Total RNA must have a 260/230 UV-Absorbance ratio greater than 1.8 and a RIN (Agilent Bioanalyzer) greater than 7.5. We will check sample quality using the Agilent Bioanalzyer total RNA Nano assay to ensure RNA is not degraded (which would result in a RIN less than 7.5). We will also check 260/230 ratio on the NanoDrop. Customers will have the option of continuing with their experiments if their samples do not pass QC; however, we will not guarantee the results under these conditions.

Are microRNAs selectively labelled?

Agilent’s miRNA Labelling Reagent and Hybridization kit uses a novel Cyanine 3-nucleotide [cyanine 3-Cytidine bisphosphate (pCp)] which selectively labels and hybridizes mature miRNAs. The Agilent platform is a 1-colour assay.

If I opt for the data analysis service, what data will I receive?

Please contact us for details regarding analysis.

What are the quality requirements on RNA to be used for miRNA labelling?

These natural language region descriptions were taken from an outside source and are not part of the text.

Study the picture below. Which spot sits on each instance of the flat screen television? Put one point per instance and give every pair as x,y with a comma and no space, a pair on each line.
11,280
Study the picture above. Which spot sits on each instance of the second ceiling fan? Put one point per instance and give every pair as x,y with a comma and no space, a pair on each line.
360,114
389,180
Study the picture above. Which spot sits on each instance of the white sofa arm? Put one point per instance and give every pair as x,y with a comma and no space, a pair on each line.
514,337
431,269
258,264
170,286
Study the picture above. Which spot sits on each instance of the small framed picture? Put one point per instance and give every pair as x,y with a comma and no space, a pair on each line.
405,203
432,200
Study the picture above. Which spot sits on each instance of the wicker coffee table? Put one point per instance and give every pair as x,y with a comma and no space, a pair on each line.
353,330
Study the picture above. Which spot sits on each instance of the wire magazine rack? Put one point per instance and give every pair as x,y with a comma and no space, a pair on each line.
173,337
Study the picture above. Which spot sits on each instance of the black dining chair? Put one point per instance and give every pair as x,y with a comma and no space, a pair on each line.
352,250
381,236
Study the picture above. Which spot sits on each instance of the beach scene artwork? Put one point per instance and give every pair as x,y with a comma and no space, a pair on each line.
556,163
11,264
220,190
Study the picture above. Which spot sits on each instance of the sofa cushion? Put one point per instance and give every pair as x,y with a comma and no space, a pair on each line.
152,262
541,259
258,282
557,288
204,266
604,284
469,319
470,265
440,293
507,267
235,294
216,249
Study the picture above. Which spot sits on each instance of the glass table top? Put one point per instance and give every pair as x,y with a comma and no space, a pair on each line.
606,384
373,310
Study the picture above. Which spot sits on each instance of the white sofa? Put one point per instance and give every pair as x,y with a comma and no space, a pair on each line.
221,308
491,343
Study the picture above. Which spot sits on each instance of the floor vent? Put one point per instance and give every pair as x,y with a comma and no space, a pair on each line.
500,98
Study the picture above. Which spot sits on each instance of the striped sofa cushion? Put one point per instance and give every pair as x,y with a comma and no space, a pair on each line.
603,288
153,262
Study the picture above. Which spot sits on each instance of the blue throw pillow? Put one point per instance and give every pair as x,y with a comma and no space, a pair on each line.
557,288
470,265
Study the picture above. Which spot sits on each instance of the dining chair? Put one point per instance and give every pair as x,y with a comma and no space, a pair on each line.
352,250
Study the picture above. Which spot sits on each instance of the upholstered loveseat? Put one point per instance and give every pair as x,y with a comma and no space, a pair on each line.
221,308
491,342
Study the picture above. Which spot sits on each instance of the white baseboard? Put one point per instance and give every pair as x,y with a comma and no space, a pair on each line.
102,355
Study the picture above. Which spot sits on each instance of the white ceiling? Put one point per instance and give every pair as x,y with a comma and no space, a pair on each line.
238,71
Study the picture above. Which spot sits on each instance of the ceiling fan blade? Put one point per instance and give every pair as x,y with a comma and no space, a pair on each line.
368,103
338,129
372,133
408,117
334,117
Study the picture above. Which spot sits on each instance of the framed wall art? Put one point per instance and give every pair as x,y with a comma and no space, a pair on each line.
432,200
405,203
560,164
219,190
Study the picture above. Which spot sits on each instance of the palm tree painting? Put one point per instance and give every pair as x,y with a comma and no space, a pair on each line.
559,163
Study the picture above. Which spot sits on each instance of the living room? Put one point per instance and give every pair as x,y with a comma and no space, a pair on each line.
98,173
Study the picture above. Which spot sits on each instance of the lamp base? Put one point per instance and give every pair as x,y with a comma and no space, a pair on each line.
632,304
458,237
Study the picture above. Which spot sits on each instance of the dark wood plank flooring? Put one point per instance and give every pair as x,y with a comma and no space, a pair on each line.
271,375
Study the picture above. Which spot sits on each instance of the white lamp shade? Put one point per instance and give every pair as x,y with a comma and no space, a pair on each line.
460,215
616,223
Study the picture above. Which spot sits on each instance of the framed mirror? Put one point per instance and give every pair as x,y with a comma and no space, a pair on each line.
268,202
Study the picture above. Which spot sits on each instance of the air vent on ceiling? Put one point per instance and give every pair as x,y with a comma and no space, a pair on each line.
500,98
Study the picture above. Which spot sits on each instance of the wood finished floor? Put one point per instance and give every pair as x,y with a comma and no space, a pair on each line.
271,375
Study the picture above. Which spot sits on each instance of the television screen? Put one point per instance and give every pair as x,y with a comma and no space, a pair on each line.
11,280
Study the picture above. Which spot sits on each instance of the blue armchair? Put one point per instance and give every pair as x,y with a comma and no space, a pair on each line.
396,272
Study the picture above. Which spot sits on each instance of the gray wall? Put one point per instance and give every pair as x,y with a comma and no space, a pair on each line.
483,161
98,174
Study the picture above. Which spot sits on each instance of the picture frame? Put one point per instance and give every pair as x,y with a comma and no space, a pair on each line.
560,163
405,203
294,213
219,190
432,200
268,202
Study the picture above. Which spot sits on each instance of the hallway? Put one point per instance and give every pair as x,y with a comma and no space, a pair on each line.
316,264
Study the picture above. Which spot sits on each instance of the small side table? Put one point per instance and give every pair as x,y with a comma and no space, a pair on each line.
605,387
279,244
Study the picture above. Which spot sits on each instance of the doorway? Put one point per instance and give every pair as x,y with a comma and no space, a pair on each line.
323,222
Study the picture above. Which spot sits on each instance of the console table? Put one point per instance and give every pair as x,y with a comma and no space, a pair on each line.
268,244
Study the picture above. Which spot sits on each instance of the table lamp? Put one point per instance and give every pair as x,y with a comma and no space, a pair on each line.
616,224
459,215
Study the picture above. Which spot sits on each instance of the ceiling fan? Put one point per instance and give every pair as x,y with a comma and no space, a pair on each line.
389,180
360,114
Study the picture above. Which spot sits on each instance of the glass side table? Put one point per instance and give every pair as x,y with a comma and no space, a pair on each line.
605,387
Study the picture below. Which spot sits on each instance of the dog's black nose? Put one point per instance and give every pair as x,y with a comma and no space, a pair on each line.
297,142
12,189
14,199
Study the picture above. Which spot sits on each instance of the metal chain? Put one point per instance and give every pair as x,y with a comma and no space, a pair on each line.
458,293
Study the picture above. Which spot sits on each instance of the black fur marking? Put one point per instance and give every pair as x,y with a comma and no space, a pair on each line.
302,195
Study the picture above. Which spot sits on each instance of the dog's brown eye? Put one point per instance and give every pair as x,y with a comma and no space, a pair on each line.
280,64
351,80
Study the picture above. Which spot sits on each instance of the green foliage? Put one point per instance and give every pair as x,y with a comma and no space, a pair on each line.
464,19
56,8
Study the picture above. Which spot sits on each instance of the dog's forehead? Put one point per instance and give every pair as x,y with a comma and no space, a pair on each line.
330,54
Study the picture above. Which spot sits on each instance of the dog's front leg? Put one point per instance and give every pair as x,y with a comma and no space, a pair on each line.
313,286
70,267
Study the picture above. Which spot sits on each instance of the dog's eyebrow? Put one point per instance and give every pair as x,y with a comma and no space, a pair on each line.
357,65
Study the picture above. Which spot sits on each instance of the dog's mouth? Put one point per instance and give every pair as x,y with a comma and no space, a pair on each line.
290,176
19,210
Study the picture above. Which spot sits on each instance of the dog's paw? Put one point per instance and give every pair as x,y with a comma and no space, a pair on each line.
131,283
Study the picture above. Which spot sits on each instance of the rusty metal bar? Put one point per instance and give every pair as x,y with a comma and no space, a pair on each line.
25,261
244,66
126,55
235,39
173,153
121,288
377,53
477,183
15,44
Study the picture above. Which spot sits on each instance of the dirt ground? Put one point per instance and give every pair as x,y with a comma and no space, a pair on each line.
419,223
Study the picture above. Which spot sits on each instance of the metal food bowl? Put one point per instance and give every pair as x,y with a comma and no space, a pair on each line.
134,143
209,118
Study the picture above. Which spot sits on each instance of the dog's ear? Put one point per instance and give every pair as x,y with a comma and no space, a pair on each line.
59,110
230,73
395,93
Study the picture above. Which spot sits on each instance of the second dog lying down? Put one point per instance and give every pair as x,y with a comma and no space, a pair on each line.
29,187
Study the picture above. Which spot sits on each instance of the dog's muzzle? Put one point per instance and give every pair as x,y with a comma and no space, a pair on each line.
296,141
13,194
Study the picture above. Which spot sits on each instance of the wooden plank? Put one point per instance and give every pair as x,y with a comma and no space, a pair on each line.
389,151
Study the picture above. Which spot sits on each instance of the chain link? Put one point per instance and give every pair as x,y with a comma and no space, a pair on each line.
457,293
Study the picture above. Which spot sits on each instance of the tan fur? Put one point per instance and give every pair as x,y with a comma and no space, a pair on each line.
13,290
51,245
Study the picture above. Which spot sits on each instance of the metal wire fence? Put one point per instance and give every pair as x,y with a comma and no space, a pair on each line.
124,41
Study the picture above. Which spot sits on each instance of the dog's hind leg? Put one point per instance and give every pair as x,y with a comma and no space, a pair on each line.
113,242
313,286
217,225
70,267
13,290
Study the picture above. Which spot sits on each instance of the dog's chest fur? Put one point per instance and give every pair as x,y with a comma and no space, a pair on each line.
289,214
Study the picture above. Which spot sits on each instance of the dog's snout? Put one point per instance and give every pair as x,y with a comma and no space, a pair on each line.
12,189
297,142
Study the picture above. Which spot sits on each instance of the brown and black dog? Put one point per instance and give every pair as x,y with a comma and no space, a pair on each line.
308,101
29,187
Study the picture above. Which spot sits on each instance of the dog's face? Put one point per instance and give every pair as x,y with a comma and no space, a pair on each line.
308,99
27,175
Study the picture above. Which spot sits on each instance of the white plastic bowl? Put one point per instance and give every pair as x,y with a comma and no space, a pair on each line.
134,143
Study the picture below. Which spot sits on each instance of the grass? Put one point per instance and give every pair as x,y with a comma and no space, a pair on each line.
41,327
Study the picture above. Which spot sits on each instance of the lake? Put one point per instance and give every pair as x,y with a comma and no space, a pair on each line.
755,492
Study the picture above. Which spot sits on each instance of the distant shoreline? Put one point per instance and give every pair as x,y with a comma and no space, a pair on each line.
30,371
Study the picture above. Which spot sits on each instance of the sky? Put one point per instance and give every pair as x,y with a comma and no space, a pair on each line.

Total RNA must have a 260/230 UV-Absorbance ratio greater than 1.8 and a RIN greater than 7.5. We will check sample quality using the Agilent Bioanalzyer total RNA Nano assay to ensure RNA is not degraded (which would result in a RIN less than 7.5). We will also check 260/230 ratio on the Nanodrop. Customers will have the option of continuing with their experiments if their samples do not pass QC, however, we will not guarantee the results that will be obtained.